Divide using synthetic division $$ ( 2x^{4}-15x^{2}-16x-4 ) \div ( x+52 ) $$
Answer
The synthetic division table is:
$$ \begin{array}{c|rrrrr}-52&2&0&-15&-16&-4\\& & -104& 5408& -280436& \color{black}{14583504} \\ \hline &\color{blue}{2}&\color{blue}{-104}&\color{blue}{5393}&\color{blue}{-280452}&\color{orangered}{14583500} \end{array} $$The solution is:
$$ \frac{ 2x^{4}-15x^{2}-16x-4 }{ x+52 } = \color{blue}{2x^{3}-104x^{2}+5393x-280452} ~+~ \frac{ \color{red}{ 14583500 } }{ x+52 } $$Explanation
Step 1 : Write down the coefficients of the dividend into division table.
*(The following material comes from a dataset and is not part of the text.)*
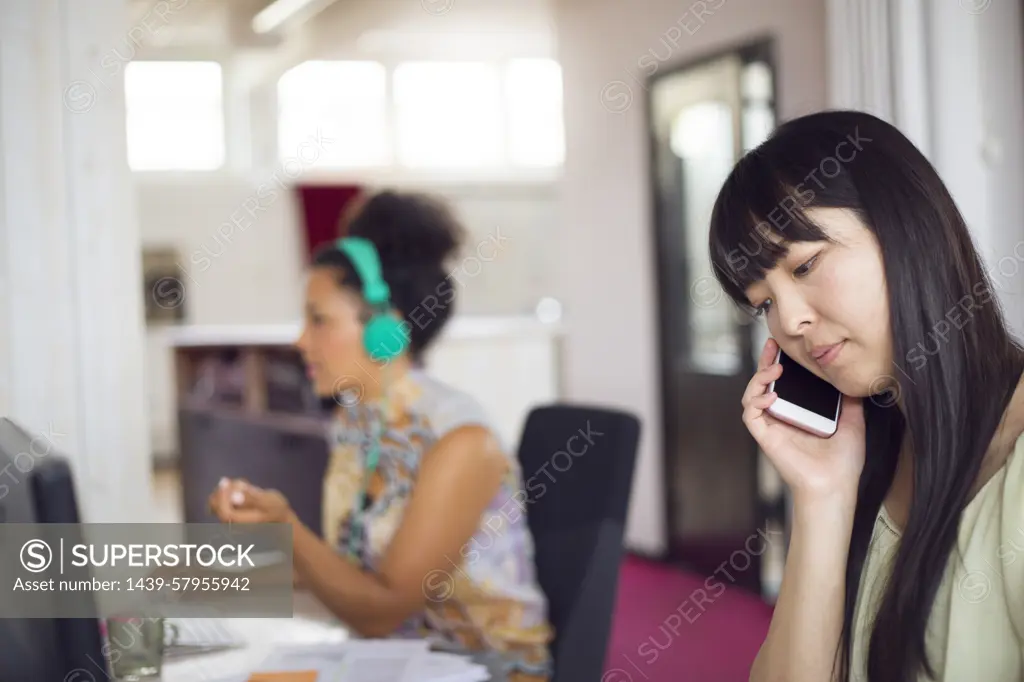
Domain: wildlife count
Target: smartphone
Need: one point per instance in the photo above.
(805, 400)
Put the zero from $ x + 52 = 0 $ ( $ x = \color{blue}{ -52 } $ ) at the left.
$$ \begin{array}{c|rrrrr}\color{blue}{-52}&2&0&-15&-16&-4\\& & & & & \\ \hline &&&&& \end{array} $$Step 1 : Bring down the leading coefficient to the bottom row.
$$ \begin{array}{c|rrrrr}-52&\color{orangered}{ 2 }&0&-15&-16&-4\\& & & & & \\ \hline &\color{orangered}{2}&&&& \end{array} $$Step 2 : Multiply by the number on the left, and carry the result into the next column: $ \color{blue}{ -52 } \cdot \color{blue}{ 2 } = \color{blue}{ -104 } $.
$$ \begin{array}{c|rrrrr}\color{blue}{-52}&2&0&-15&-16&-4\\& & \color{blue}{-104} & & & \\ \hline &\color{blue}{2}&&&& \end{array} $$Step 3 : Add down last column: $ \color{orangered}{ 0 } + \color{orangered}{ \left( -104 \right) } = \color{orangered}{ -104 } $
$$ \begin{array}{c|rrrrr}-52&2&\color{orangered}{ 0 }&-15&-16&-4\\& & \color{orangered}{-104} & & & \\ \hline &2&\color{orangered}{-104}&&& \end{array} $$Step 4 : Multiply by the number on the left, and carry the result into the next column: $ \color{blue}{ -52 } \cdot \color{blue}{ \left( -104 \right) } = \color{blue}{ 5408 } $.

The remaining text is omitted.